Alzheimer's Disease (AD)
Alzheimer's disease is the leading cause of dementia worldwide, characterized by two defining neuropathological hallmarks: extracellular amyloid-β (Aβ) plaques and intracellular neurofibrillary tangles composed of hyperphosphorylated tau protein. These lesions drive progressive synaptic dysfunction, neuronal loss, and irreversible cognitive decline.
APOE & Genetic Risk
Apolipoprotein E (APOE) is the principal lipid transport protein in the central nervous system and the strongest known genetic risk factor for late-onset AD. Its three major isoforms confer distinct disease susceptibility profiles: APOE ε2 is neuroprotective, APOE ε3 is considered risk-neutral, and APOE ε4 markedly elevates disease susceptibility while accelerating both amyloid deposition and tau pathology.

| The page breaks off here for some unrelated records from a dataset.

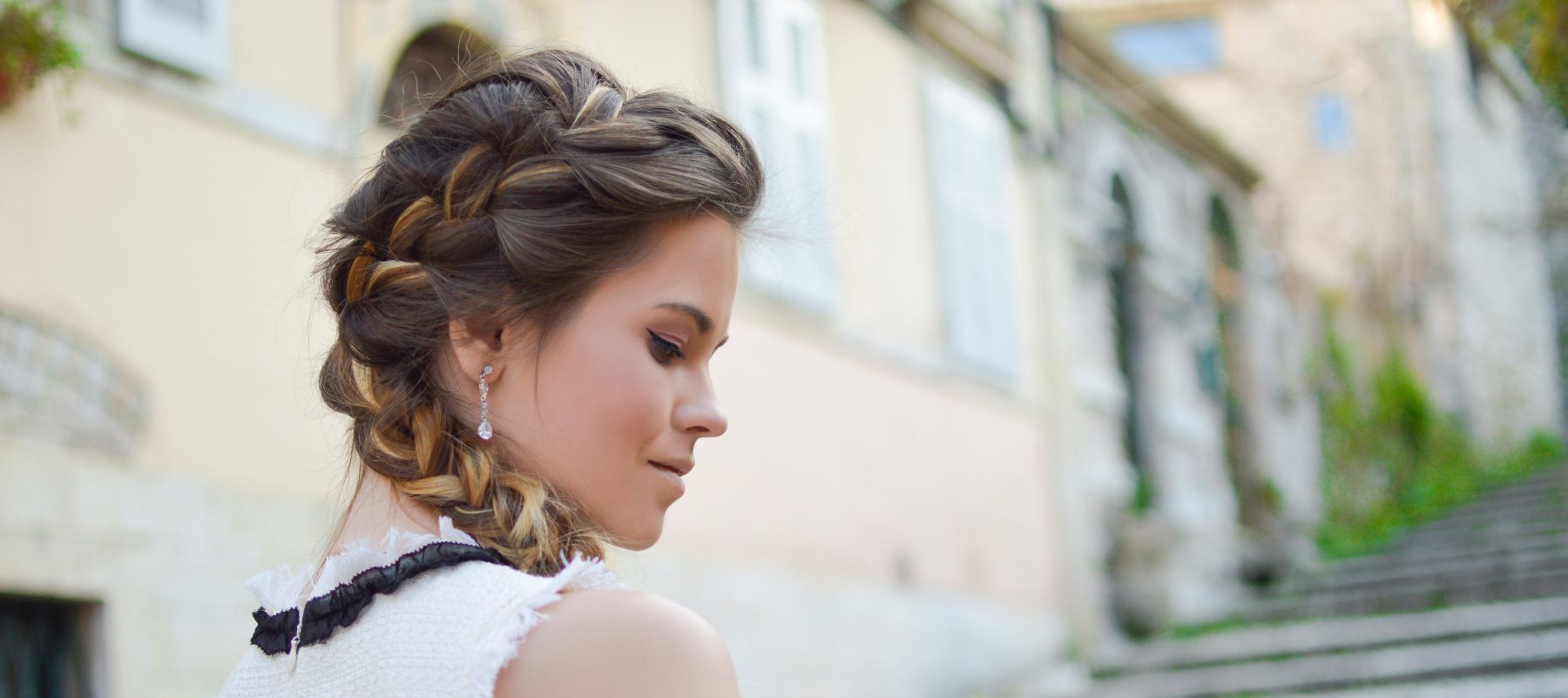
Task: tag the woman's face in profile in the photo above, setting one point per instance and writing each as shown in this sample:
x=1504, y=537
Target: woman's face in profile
x=625, y=382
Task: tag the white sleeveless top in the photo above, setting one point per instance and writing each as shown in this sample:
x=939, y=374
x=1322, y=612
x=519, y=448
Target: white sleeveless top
x=422, y=615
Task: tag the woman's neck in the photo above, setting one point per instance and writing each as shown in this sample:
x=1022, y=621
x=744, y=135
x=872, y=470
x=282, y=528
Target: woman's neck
x=378, y=507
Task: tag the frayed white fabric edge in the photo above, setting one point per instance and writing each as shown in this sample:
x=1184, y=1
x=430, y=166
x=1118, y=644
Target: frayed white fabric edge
x=280, y=588
x=580, y=573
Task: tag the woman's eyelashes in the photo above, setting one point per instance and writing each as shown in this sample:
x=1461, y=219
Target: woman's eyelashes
x=664, y=350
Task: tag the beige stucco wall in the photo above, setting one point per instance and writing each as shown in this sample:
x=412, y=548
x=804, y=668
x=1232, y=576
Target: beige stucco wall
x=1427, y=225
x=868, y=491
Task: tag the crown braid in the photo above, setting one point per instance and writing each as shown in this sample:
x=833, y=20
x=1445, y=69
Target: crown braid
x=505, y=203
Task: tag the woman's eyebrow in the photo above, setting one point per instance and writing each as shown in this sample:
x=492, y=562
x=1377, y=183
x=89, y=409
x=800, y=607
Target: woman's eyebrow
x=705, y=323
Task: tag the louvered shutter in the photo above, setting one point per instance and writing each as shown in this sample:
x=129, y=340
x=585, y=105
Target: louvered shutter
x=968, y=143
x=775, y=86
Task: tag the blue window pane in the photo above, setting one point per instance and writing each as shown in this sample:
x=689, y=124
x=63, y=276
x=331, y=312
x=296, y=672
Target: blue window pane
x=1332, y=121
x=1159, y=47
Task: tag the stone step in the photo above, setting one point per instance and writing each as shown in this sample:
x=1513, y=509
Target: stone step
x=1482, y=533
x=1457, y=570
x=1521, y=684
x=1409, y=596
x=1542, y=543
x=1342, y=634
x=1470, y=656
x=1550, y=509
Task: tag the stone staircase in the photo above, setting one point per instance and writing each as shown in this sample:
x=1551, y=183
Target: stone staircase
x=1468, y=606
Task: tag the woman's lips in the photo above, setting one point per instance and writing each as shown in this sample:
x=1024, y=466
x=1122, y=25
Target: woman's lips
x=670, y=474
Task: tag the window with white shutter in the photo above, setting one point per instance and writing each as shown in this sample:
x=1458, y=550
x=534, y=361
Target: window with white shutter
x=190, y=35
x=968, y=160
x=775, y=86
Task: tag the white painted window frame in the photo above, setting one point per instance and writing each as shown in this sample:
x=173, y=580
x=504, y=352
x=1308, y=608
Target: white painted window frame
x=970, y=160
x=149, y=29
x=783, y=105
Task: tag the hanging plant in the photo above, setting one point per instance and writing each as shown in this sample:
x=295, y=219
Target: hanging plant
x=31, y=44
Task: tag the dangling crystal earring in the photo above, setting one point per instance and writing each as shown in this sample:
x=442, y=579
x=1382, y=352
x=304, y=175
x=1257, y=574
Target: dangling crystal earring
x=485, y=429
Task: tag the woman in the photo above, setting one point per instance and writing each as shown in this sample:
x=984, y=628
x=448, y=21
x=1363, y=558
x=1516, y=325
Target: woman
x=529, y=288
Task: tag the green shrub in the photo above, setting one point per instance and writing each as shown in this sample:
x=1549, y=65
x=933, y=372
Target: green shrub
x=1393, y=460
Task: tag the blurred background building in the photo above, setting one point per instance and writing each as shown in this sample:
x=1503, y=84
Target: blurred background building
x=1032, y=368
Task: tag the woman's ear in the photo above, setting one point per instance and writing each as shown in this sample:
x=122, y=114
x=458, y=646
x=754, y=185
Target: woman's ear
x=476, y=352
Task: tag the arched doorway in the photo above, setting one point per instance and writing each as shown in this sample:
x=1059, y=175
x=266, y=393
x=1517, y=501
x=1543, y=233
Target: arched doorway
x=1128, y=339
x=1258, y=502
x=1137, y=541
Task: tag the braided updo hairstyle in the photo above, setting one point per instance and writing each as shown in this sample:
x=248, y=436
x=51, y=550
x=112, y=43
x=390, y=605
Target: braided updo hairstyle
x=521, y=187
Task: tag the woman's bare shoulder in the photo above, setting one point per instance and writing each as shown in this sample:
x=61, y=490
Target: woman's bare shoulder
x=601, y=643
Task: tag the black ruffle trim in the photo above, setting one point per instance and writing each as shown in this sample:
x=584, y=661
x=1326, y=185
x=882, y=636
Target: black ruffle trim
x=344, y=603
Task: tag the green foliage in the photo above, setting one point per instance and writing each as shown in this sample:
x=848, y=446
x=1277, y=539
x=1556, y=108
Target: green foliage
x=1393, y=460
x=31, y=43
x=1537, y=30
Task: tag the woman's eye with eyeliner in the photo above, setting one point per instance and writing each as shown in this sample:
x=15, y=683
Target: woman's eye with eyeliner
x=664, y=350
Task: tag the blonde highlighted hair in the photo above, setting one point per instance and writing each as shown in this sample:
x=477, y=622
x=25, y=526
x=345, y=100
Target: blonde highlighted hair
x=504, y=204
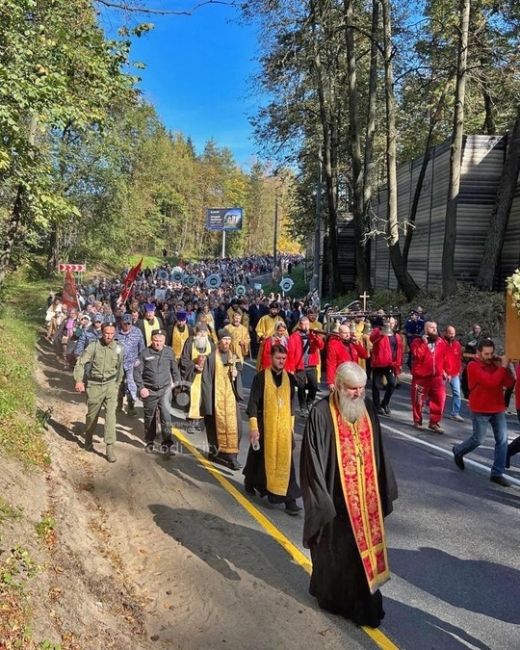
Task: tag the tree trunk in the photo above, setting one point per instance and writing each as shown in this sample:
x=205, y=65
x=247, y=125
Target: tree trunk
x=500, y=215
x=422, y=174
x=449, y=282
x=404, y=279
x=354, y=139
x=369, y=165
x=11, y=233
x=53, y=254
x=15, y=222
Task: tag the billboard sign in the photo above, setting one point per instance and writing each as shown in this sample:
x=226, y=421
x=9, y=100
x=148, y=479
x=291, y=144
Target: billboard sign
x=228, y=219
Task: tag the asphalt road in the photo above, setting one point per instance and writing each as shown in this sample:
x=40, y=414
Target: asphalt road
x=454, y=539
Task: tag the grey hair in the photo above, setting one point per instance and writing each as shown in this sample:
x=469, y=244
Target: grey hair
x=350, y=373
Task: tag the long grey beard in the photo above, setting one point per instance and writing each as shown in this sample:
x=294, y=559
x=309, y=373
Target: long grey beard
x=350, y=409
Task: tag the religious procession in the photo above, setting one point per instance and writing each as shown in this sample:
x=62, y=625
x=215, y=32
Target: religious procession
x=172, y=345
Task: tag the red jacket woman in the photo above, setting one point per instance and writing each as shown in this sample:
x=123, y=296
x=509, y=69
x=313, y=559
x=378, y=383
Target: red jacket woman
x=339, y=351
x=385, y=353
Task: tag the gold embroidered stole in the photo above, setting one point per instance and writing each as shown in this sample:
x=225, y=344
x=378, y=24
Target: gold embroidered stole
x=196, y=384
x=179, y=339
x=358, y=473
x=277, y=432
x=225, y=409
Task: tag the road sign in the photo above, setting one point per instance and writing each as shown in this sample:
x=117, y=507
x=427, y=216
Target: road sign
x=286, y=285
x=75, y=268
x=213, y=281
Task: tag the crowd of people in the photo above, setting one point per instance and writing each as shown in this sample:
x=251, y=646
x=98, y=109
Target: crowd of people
x=173, y=344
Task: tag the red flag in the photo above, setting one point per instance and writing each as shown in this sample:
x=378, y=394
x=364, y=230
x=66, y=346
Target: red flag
x=70, y=292
x=129, y=283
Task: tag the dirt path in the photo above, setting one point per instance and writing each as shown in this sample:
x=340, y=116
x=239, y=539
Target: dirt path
x=147, y=556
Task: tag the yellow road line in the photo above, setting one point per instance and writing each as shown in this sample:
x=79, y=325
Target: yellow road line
x=379, y=638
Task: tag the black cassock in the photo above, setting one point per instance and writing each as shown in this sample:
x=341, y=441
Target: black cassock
x=254, y=470
x=338, y=579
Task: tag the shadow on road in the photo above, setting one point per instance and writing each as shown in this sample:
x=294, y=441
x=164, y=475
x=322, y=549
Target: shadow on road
x=426, y=630
x=478, y=586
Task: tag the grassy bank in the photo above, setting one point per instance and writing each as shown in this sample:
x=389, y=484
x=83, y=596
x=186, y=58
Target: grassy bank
x=21, y=314
x=21, y=441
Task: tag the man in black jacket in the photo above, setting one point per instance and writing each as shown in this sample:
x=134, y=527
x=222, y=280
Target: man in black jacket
x=155, y=373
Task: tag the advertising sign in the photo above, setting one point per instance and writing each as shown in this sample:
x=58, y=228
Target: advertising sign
x=228, y=219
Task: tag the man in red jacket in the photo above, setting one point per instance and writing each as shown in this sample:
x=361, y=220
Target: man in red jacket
x=342, y=346
x=428, y=376
x=453, y=369
x=386, y=361
x=303, y=356
x=487, y=379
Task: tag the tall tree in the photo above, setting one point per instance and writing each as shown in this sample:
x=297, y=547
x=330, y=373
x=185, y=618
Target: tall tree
x=404, y=279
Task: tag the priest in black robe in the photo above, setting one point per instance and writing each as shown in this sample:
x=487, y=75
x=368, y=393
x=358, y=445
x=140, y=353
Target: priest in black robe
x=269, y=468
x=348, y=488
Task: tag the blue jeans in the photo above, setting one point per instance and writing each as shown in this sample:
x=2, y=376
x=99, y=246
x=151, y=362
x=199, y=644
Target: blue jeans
x=499, y=426
x=456, y=402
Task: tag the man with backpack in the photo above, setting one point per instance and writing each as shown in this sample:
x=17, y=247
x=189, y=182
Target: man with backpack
x=488, y=376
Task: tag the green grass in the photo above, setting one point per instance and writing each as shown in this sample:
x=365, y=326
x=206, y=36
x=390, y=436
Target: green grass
x=21, y=314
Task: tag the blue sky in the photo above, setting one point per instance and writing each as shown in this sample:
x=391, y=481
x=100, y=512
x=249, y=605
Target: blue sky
x=198, y=74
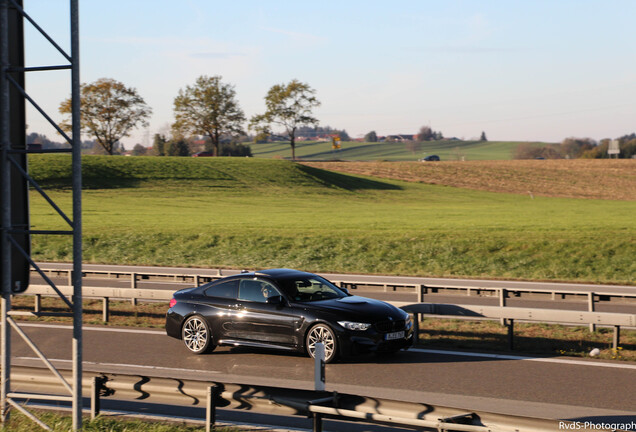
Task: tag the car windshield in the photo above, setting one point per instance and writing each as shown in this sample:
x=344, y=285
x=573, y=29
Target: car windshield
x=311, y=288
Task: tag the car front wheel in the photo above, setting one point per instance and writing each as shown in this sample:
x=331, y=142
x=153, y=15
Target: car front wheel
x=196, y=335
x=322, y=333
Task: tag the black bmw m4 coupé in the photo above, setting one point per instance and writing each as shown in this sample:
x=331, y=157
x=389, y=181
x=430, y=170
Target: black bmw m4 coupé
x=285, y=309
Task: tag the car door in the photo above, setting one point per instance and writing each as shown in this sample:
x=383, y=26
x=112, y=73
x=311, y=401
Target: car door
x=259, y=321
x=218, y=306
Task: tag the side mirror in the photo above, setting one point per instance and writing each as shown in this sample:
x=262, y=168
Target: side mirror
x=276, y=300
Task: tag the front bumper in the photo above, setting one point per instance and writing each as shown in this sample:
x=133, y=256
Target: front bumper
x=355, y=343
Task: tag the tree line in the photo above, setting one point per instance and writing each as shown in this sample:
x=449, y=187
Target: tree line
x=209, y=108
x=110, y=111
x=575, y=148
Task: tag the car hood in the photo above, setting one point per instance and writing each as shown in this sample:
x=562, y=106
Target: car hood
x=359, y=308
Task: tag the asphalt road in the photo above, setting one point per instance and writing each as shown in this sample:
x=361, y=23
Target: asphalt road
x=543, y=301
x=547, y=387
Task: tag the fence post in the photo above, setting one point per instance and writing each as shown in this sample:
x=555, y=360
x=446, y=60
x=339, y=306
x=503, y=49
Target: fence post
x=420, y=293
x=317, y=422
x=133, y=285
x=617, y=337
x=210, y=409
x=502, y=302
x=105, y=310
x=511, y=334
x=590, y=307
x=416, y=328
x=319, y=367
x=96, y=385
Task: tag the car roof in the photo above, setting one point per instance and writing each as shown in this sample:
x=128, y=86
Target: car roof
x=276, y=274
x=282, y=273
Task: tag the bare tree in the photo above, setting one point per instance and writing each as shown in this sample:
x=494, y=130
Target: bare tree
x=109, y=111
x=290, y=106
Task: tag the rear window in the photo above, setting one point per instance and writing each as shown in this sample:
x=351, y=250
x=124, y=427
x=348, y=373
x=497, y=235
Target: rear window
x=223, y=289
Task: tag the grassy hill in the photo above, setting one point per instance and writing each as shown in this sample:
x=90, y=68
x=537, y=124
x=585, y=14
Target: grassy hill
x=256, y=213
x=390, y=151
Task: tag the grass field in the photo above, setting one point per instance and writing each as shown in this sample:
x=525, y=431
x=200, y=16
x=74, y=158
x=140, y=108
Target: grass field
x=390, y=151
x=610, y=179
x=255, y=213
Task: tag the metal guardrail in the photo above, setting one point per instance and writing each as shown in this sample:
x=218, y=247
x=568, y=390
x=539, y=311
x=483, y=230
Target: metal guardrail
x=510, y=314
x=275, y=400
x=506, y=313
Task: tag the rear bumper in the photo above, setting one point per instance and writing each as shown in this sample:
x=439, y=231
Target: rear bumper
x=174, y=321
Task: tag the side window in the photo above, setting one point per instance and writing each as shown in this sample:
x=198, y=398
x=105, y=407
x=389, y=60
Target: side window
x=227, y=289
x=256, y=290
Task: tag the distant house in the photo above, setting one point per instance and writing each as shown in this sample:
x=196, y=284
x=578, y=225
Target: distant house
x=400, y=138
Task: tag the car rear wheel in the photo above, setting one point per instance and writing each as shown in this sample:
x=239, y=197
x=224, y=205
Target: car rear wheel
x=196, y=335
x=322, y=333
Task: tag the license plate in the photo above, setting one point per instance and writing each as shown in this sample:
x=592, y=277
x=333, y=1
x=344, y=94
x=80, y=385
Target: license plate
x=394, y=335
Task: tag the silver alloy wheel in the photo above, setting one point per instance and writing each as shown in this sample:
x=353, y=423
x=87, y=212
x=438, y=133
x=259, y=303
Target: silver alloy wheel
x=322, y=333
x=195, y=335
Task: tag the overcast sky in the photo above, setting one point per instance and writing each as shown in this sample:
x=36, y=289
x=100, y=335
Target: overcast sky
x=533, y=70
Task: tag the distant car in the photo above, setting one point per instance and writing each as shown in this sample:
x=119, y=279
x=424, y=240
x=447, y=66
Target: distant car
x=288, y=310
x=431, y=158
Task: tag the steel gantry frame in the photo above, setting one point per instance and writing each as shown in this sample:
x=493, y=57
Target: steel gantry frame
x=12, y=15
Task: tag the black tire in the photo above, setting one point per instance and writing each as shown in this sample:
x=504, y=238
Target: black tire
x=196, y=335
x=322, y=333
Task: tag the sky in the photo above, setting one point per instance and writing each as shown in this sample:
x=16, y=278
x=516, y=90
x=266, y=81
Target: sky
x=517, y=70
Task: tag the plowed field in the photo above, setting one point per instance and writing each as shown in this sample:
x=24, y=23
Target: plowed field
x=581, y=178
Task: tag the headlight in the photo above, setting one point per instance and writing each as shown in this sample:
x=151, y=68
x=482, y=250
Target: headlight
x=408, y=323
x=354, y=326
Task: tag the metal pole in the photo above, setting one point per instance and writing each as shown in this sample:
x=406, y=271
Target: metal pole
x=319, y=367
x=77, y=217
x=5, y=205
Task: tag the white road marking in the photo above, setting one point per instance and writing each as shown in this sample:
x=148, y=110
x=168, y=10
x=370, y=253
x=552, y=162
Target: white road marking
x=105, y=329
x=126, y=365
x=524, y=358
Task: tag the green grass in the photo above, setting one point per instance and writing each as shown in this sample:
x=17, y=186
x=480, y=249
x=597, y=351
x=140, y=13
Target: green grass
x=390, y=151
x=251, y=213
x=529, y=338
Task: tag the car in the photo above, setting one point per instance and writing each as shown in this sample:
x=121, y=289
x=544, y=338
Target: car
x=288, y=310
x=431, y=158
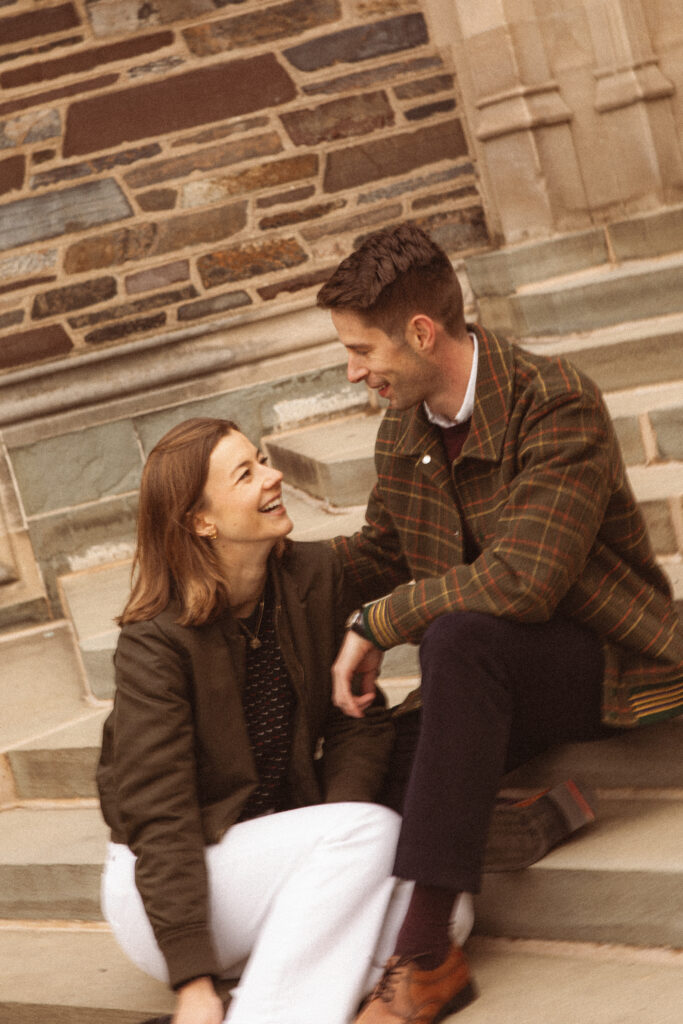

Brain Organoids as a Disease Model
Human iPSC-derived brain organoids are self-organizing three-dimensional neural tissues that faithfully recapitulate key features of human cortical cytoarchitecture and development. Unlike conventional 2D cultures or rodent models, organoids permit direct interrogation of human-specific neurodegenerative mechanisms in vitro and can provide an unprecedented platform for modeling APOE genotype-dependent AD pathology at cellular resolution.
Research Question
Can APOE isoform-specific Alzheimer's disease pathology be faithfully recapitulated using isogenic iPSC-derived brain organoids?